Consulting my map, I concluded I’d taken the wrong road to the national forest. It was raining and I didn’t want to backtrack, so I drove on. The next town had a Walmart. With the permission of a manager, I parked there for the night. The next day I stuck to the directions I’d written down before my trip and reached my granddaughter’s house with no trouble.

One thing I’ve discovered is that newer road maps are less detailed than older ones. That plus poorly labeled roads makes it hard to plot a course. Is there a conspiracy? Do “they” want us to stick to the Interstates? Are “they” trying to sell more GPS gadgets? Or is our growing dependence on GPS letting highway departments get away with sloppy work?

I spent two pleasant weeks in West Virginia.

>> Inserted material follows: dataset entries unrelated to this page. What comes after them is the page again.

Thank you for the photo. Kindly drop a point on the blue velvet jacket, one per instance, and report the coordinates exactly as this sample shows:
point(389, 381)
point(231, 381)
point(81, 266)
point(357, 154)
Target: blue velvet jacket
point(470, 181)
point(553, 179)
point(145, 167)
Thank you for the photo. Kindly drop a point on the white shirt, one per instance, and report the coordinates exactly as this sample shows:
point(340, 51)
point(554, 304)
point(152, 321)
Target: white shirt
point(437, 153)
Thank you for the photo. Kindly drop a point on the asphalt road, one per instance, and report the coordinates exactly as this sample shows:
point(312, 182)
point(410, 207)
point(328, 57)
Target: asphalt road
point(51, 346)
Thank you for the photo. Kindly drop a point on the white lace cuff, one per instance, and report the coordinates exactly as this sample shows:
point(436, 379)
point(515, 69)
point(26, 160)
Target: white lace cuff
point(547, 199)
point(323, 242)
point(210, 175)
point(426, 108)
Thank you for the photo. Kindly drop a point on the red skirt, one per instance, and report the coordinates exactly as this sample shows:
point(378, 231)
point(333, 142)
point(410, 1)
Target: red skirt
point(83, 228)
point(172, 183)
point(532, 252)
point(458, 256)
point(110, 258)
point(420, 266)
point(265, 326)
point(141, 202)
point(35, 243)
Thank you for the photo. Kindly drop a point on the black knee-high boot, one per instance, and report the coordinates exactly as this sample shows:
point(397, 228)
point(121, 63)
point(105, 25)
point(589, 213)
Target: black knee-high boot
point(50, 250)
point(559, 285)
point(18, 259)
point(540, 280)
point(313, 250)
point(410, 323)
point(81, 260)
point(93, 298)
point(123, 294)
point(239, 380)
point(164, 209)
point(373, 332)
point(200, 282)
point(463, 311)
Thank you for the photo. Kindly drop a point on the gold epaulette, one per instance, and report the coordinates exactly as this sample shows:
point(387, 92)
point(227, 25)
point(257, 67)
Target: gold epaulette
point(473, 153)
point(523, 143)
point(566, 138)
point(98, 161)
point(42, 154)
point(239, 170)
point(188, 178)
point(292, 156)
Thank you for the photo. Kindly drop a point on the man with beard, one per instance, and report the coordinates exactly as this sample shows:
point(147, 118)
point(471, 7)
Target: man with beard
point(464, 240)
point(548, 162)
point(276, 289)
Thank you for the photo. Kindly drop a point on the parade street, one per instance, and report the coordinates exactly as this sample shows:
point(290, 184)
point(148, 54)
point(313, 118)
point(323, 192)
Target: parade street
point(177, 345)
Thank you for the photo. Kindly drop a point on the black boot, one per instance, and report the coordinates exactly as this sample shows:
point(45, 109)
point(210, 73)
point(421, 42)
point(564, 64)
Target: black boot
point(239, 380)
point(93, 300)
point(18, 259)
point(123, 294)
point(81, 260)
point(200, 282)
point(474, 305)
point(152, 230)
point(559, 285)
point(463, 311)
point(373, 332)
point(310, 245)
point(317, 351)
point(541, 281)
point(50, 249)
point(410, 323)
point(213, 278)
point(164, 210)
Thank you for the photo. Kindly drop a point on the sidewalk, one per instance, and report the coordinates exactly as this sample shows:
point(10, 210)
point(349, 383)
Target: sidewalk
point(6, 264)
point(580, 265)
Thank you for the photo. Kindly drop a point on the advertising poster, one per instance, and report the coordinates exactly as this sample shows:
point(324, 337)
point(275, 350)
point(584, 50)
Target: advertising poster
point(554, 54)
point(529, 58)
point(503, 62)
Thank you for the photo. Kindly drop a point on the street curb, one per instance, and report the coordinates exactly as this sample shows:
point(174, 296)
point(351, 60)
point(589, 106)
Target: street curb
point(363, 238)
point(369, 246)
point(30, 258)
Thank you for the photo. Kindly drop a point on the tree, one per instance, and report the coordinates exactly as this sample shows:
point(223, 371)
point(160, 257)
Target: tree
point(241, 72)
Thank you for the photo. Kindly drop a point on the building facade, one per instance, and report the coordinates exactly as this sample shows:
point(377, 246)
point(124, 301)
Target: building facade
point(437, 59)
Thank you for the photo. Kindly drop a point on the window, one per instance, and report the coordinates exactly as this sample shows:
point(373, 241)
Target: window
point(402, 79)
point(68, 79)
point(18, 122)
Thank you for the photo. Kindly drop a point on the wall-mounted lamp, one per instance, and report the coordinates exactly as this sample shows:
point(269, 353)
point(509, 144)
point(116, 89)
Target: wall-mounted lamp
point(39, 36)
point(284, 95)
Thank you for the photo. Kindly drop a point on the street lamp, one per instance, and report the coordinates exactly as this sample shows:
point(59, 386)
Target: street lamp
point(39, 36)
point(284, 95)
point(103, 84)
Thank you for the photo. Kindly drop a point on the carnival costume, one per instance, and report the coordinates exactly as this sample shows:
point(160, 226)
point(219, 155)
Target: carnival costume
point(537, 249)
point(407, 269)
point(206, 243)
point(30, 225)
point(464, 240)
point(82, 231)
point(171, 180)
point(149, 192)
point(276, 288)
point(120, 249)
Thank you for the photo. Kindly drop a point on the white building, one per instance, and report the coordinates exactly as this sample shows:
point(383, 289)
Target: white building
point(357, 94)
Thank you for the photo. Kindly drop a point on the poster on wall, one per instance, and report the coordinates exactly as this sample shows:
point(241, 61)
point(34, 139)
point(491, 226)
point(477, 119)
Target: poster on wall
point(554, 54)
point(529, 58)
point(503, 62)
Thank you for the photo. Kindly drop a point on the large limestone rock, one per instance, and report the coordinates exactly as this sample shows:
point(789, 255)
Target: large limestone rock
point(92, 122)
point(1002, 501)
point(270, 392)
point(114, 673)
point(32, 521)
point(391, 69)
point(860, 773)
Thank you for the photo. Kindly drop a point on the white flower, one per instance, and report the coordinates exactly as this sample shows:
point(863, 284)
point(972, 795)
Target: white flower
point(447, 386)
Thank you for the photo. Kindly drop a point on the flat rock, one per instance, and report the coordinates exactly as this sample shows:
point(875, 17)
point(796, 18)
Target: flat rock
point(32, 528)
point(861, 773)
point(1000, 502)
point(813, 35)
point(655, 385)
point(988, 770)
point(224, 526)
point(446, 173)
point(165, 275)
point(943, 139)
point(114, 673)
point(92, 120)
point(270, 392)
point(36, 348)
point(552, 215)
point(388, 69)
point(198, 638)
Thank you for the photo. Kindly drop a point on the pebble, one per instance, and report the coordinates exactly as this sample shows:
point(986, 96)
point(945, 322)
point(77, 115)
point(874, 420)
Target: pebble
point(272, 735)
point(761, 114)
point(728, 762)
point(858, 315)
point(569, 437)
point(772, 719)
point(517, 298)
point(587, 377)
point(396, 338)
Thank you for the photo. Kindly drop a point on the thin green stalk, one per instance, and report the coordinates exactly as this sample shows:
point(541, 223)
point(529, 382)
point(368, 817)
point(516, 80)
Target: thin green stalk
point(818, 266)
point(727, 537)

Toying with the phone during my stay, I figured out how to program Gypsy to avoid highways. Before leaving for Virginia, I drove over to Hampshire County in search of some ancestors who are buried in Slanesville. Although, I knew my way around, I thought I’d see if Gypsy could find a short cut. No–the poor dear was lost! Maybe I was too far from any Interstate. That thing on a computer that goes round and round when it’s searching for something went round and round and round until I reached Romney.

Slanesville, WV

Slanesville, WV

I consulted a map and spent the rest of the afternoon driving through picturesque West Virginia mountains. Almost Heaven. I hated to leave but was expected at my daughter’s home in Radford, Virginia that night. I stopped to eat in Covington. The day had been pleasant and sunny, but the night turned dark and rainy. Over supper, I consulted my road map for the most direct route to Radford, then I programmed Gypsy.

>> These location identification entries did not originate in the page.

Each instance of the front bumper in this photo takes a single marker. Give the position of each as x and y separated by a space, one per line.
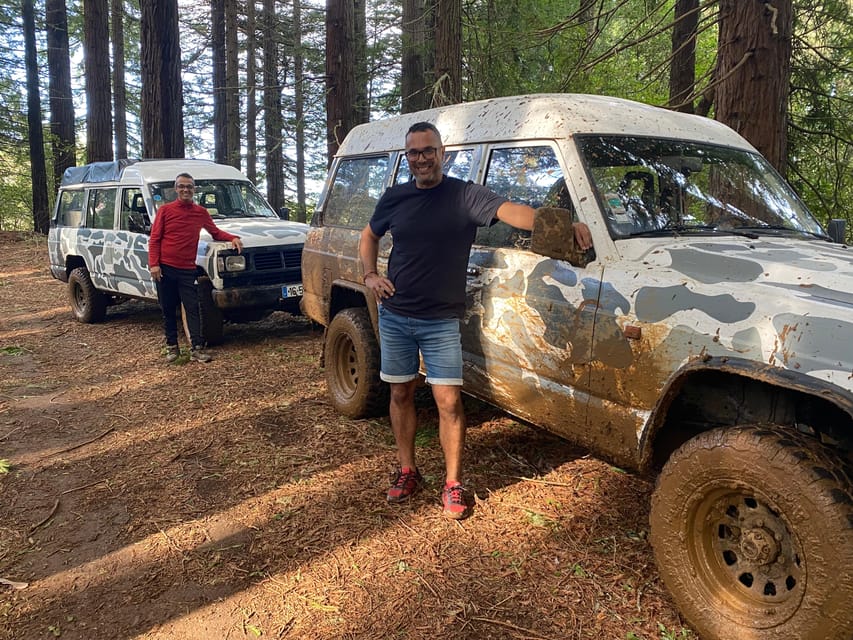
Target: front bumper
257 297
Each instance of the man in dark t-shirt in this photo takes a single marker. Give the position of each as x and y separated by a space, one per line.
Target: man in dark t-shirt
433 221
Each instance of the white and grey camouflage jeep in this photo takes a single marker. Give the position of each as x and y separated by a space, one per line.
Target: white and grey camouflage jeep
98 241
707 342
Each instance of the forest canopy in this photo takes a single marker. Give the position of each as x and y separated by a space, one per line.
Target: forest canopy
271 86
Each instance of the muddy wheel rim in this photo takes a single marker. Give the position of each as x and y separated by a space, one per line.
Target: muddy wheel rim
346 365
749 558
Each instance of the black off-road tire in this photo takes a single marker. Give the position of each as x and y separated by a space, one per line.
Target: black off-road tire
351 353
752 529
212 320
87 303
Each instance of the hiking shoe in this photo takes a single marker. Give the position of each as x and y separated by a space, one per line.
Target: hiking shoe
455 502
404 484
197 355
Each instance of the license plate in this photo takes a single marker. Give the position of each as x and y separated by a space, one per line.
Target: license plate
291 291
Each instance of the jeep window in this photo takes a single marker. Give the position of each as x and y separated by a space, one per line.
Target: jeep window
69 211
134 215
221 198
101 209
458 163
648 186
531 175
357 187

Computer savvy people refuse to believe that those devious machines have a mind of their own, but they do. I know what Gypsy was thinking: “So, she wants back roads? Well, I’ll give her back roads!”

And back roads I got. Roads with names like 617 and 725. Roads that weren’t on my map. Before long, I was helplessly lost and dependent on her caprice. Gypsy directed me to turn here and there, mostly in unpopulated areas, through two national forests. One road was so narrow that if I’d met an oncoming vehicle, we’d both have scraped paint off trying to squeeze by. Fortunately, I had plenty of gas and my compass told me I was gradually making my way south. I breathed with relief when I came to US 11, Lee Highway. Now I knew where I was and where I was going.

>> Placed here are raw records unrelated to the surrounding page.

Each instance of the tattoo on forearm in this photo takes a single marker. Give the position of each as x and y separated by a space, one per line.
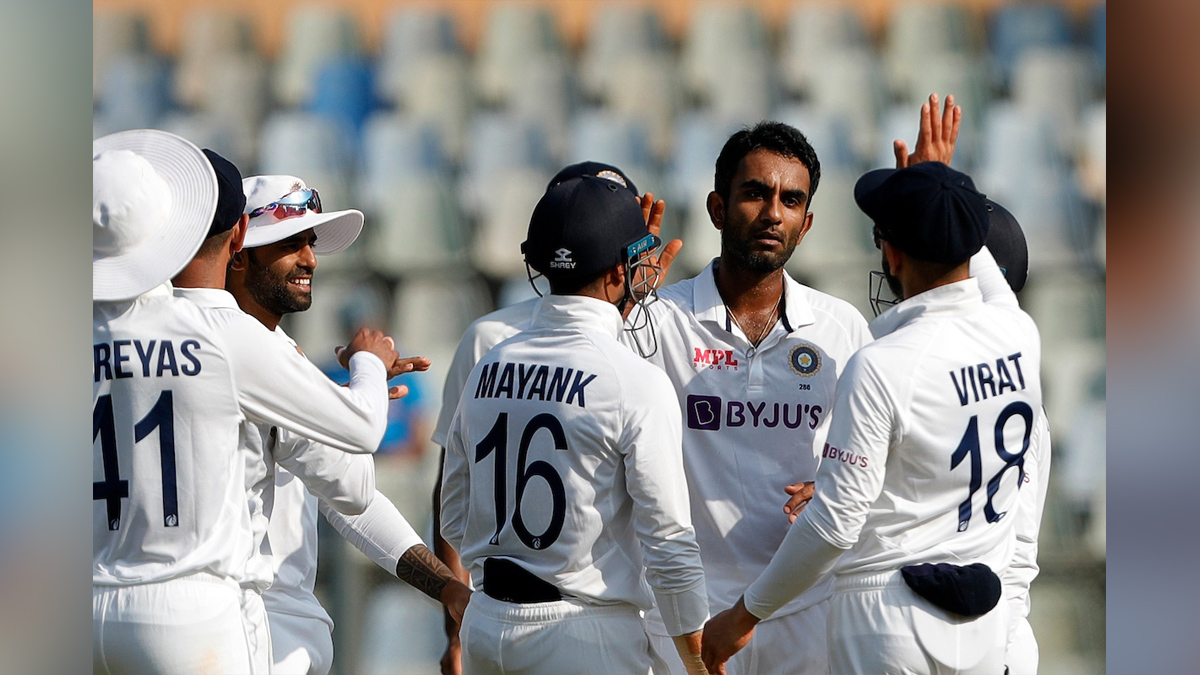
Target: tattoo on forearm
423 571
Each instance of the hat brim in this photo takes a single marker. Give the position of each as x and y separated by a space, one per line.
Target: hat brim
335 231
167 251
869 183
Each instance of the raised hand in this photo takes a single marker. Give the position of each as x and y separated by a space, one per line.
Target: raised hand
801 495
653 210
937 136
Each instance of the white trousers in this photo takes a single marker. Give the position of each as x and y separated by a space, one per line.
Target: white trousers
301 645
1021 656
193 625
793 644
558 638
879 626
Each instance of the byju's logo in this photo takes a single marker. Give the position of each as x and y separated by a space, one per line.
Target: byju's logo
562 260
703 412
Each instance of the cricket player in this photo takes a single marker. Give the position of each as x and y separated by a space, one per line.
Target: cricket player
172 383
564 455
489 332
271 276
917 544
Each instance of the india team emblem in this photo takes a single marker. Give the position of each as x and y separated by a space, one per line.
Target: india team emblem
804 359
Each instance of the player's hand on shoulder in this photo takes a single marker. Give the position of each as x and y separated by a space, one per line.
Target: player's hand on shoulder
801 496
937 136
726 634
372 341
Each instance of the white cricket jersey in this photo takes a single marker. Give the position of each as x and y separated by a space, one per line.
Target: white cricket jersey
755 418
564 455
929 436
174 377
480 336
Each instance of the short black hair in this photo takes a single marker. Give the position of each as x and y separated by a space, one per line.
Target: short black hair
778 137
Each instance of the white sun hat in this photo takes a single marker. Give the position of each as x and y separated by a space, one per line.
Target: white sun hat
153 199
335 230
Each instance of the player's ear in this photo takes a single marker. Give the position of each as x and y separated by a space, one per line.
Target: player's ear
239 233
715 210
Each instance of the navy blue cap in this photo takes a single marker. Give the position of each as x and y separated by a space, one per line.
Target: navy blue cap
581 227
599 169
231 197
928 210
1006 240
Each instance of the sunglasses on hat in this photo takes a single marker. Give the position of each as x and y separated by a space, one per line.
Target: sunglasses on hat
292 204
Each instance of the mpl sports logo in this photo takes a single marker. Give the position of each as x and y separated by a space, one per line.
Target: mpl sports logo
562 260
715 359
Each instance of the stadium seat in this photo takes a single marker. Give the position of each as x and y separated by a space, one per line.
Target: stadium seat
721 39
504 221
312 148
439 93
1057 83
501 144
827 133
515 36
114 34
617 33
210 33
541 94
347 303
205 131
850 85
413 34
1098 36
135 91
840 236
414 227
315 33
921 31
648 90
229 77
1093 153
396 145
343 93
1015 28
814 30
1067 305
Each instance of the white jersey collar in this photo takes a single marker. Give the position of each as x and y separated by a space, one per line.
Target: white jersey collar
709 305
945 300
579 312
209 297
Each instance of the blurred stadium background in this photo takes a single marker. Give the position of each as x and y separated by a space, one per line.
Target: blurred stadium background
442 120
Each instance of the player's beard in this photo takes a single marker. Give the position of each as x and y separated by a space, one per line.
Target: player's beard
756 261
270 290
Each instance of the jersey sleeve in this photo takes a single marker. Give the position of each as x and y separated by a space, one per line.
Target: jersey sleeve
342 481
455 487
381 531
1031 500
993 285
465 358
849 481
651 442
280 387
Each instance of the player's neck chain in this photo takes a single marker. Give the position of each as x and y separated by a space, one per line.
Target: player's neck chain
767 324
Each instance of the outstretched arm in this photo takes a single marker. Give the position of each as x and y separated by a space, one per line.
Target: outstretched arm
937 136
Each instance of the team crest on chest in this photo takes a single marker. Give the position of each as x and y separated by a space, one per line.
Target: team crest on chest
804 359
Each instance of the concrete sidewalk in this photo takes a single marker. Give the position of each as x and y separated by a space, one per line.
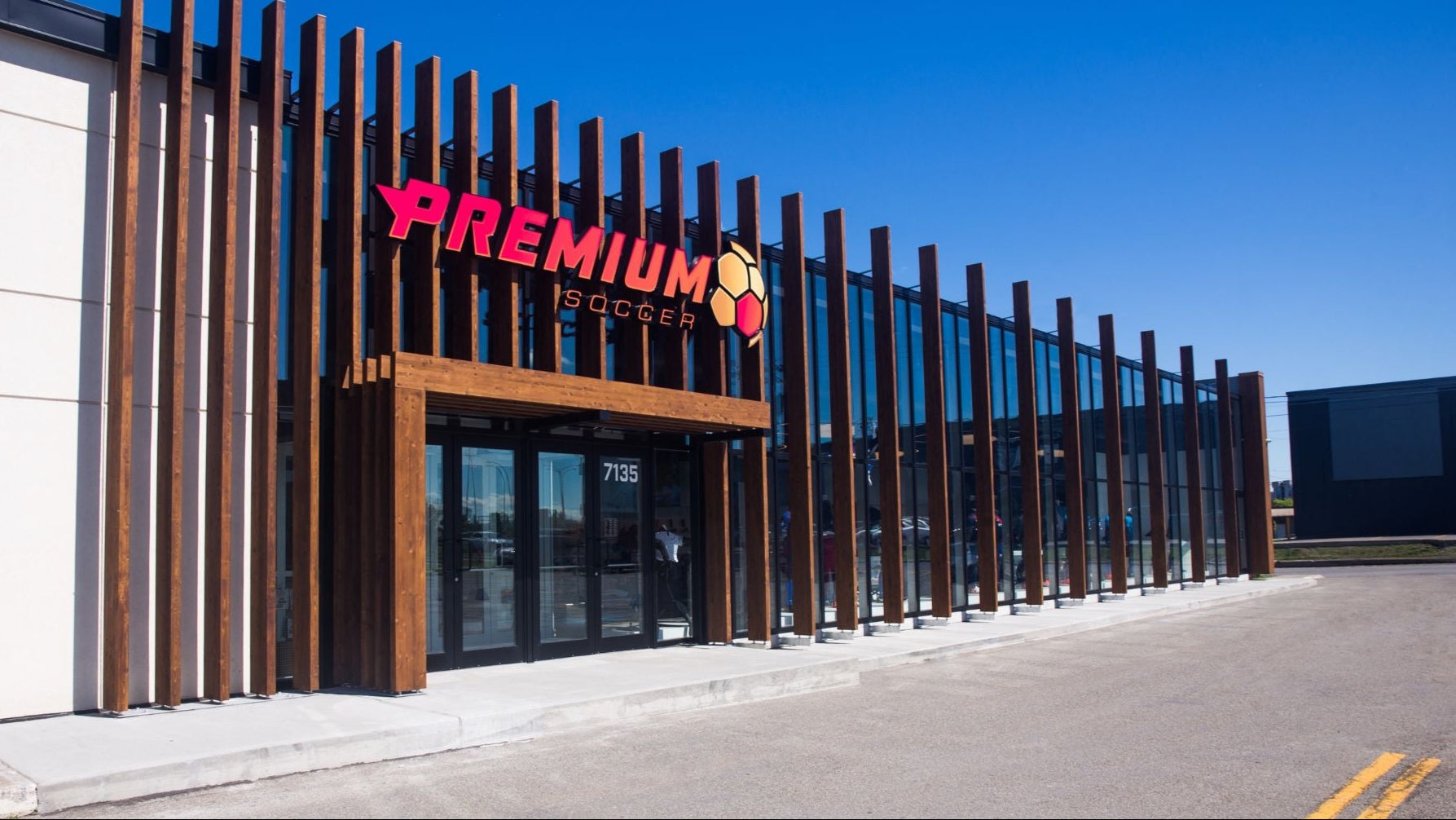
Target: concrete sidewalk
79 759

I have to give Gypsy credit—she got me there in one piece and in the time frame she’d predicted. But how’d she know about these forest roads when she was totally lost on a state road in West Virginia?

Is this Tow Mater?

Is this Tow Mater? (Near Hillsville, VA)

On my way home, she successfully navigated me through Salisbury, North Carolina, where I invariably get lost. I planned to spend the night at Santee State Park in South Carolina, so I gave her this destination. She found a short cut that wasn’t on my map, but when I got to the park, she argued with me that the campground was at a ranger’s residence. Don’t you hate a machine that thinks she’s smarter than you?  But I knew better. A sign clearly pointed to the campground.

The next morning, I expected Gypsy to find a shortcut home, but she routed me through Orangeburg, South Carolina. I didn’t mind. I never drive through that city without stopping at Edisto Memorial Gardens to smell the roses.